Non mancano comunque le difficoltà, ha proseguito il numero uno della Cna. “L’anno scorso è stato un anno record per le esportazioni italiane. Il 2016 si presenta invece molto piuù difficile, in particolare nei Paesi extra Ue. Le difficoltà stanno colpendo realtà finora immuni dalla crisi. Nel contempo, emergono mercati ad alta potenzialità sui quali è necessario e possibile costruire progetti di medio periodo. Penso, a esempio, all’Iran, Paese dalle grandi potenzialita’ dove si deve lavorare avendo però come orizzonte temporale almeno un biennio”.
Sta di fatto, ha proseguito Vaccarino che in Italia “a differenza degli altri Paesi europei, l’export è guidato dalle Pmi. Tra le imprese manifatturiere esportatrici italiane, 88.952 in tutto, quelle sotto i 50 addetti sono nove su dieci: 79.947 (89,9%).Guardiamo i dati Eurostat. In Germania, le Pmi esportatrici sono 46 mila, il 67% del totale delle manifatturiere nazionali che esportano. Anche se si guardano le micro-imprese sotto i 10 addetti l’Italia mantiene lo stesso vantaggio, con 44.749 aziende esportatrici, a fronte delle 24.209 tedesche. Le piccole e medie imprese manifatturiere tricolori trainano anche la categoria in Europa: sul totale delle Pmi europee che vendono all’estero i loro prodotti, una su quattro (25,3%) è italiana; quelle tedesche sono il 14,5%; seguono, a distanza, le imprese francesi (7,8%), britanniche (6,9), polacche (6,8%) e spagnole (6,1%)”.
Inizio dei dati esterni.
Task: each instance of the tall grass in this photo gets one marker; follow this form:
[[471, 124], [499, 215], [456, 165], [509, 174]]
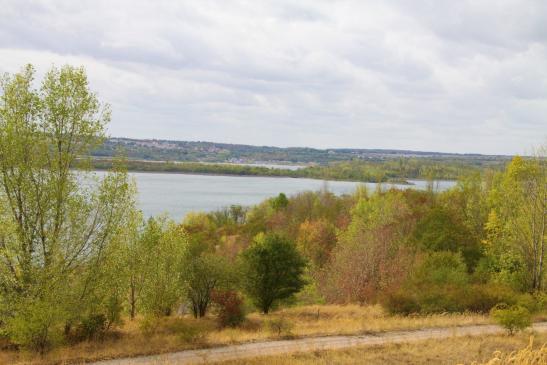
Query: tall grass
[[526, 356]]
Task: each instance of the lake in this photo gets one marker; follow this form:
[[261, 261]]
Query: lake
[[178, 194]]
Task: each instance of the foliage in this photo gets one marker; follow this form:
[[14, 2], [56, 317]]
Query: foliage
[[517, 222], [272, 270], [58, 224], [204, 273], [230, 304], [279, 326], [371, 255], [513, 318], [164, 247]]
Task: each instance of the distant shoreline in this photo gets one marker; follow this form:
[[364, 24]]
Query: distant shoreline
[[244, 170]]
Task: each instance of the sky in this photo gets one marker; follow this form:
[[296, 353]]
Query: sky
[[450, 76]]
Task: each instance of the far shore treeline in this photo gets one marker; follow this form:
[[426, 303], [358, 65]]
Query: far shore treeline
[[392, 170], [76, 261]]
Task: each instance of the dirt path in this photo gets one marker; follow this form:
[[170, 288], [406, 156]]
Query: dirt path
[[256, 349]]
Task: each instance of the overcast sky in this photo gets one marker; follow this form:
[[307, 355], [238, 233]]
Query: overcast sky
[[453, 76]]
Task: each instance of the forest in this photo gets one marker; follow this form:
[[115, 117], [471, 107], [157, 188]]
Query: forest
[[392, 170], [78, 262]]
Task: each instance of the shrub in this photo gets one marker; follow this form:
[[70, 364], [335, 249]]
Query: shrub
[[280, 327], [149, 325], [482, 298], [272, 270], [514, 318], [534, 303], [400, 302], [92, 327], [190, 332], [36, 326], [231, 313]]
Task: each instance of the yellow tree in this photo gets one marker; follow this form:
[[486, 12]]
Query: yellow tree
[[520, 208]]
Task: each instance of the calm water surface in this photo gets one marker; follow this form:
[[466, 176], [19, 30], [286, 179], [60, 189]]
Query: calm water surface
[[178, 194]]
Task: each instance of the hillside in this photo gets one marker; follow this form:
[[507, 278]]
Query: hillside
[[165, 150]]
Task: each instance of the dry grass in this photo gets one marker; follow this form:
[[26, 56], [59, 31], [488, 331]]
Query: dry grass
[[174, 334], [527, 356], [457, 350], [339, 320]]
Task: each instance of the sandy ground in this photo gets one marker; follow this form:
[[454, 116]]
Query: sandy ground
[[267, 348]]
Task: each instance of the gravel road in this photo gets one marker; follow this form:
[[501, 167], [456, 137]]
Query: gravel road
[[266, 348]]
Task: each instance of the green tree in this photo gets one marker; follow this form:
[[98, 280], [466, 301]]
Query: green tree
[[517, 223], [58, 223], [163, 248], [280, 202], [272, 270]]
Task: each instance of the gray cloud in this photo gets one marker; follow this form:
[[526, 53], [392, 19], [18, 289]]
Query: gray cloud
[[459, 76]]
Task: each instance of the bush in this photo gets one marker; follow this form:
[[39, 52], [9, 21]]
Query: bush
[[400, 302], [534, 303], [513, 319], [92, 327], [36, 326], [482, 298], [280, 327], [231, 313]]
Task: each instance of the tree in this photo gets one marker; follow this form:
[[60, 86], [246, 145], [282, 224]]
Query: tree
[[272, 270], [316, 240], [517, 223], [57, 230], [280, 202], [203, 274], [164, 244], [371, 255]]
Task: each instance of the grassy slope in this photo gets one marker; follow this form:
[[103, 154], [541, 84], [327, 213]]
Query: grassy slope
[[174, 334], [459, 350]]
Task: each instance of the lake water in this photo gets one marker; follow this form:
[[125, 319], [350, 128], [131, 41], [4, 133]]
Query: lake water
[[178, 194]]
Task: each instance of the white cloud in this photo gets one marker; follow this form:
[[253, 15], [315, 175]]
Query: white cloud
[[431, 75]]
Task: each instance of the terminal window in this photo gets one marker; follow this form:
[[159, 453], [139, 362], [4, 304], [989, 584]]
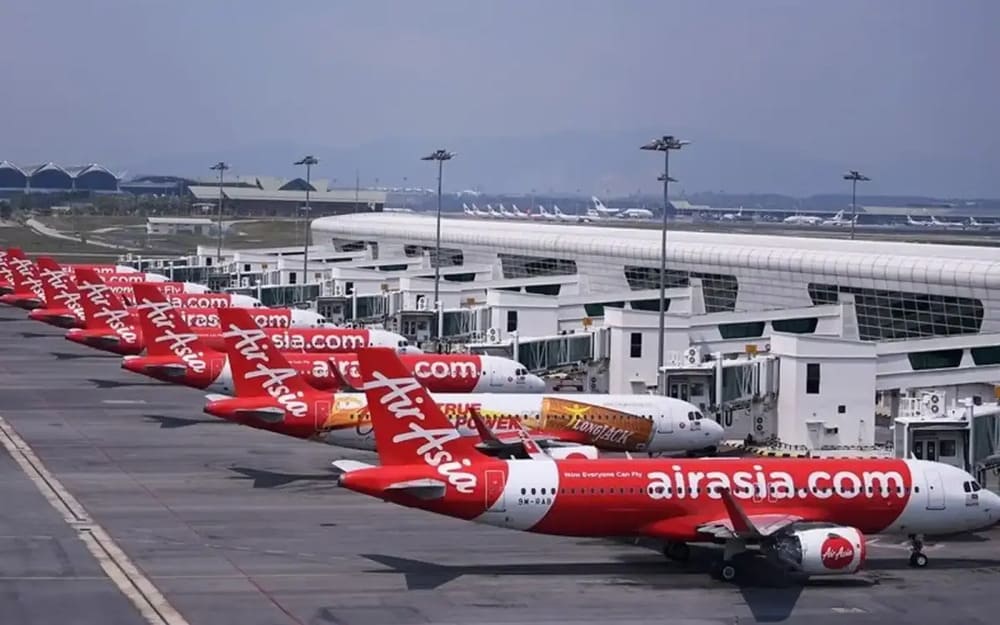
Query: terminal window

Apprezzata dalla Cna è stata quindi l’iniziativa che il ministero dello Sviluppo economico ha lanciato lo scorso anno con il bando nazionale per i temporary export manager. “Auspichiamo – ha detto Vaccarino – che possa essere ripetuta anche quest’anno e possibilmente con una dotazione finanziaria maggiore”. “Già una indagine di Unioncamere di qualche tempo fa aveva messo in evidenza l’esistenza di una vasta platea di altre 70mila imprese potenziali esportatrici. In aggiunta, la crisi, che ha picchiato molto duro, ha ridotto o fatto venir meno il mercato di riferimento per molte imprese, obbligandole a guardare anche all’estero. Ecco quindi che, per la Cna, l’offerta di assistenza commerciale alle imprese, attraverso interventi di consulenza mirati e personalizzati (i temporary export manager), si è rivelata da tempo un efficace strumento per rispondere ad una esigenza – espressa e talvolta latente – di una platea crescente di aziende, che individuano nella funzione commerciale e di presidio dei mercati esteri una delle proprie principali debolezze”.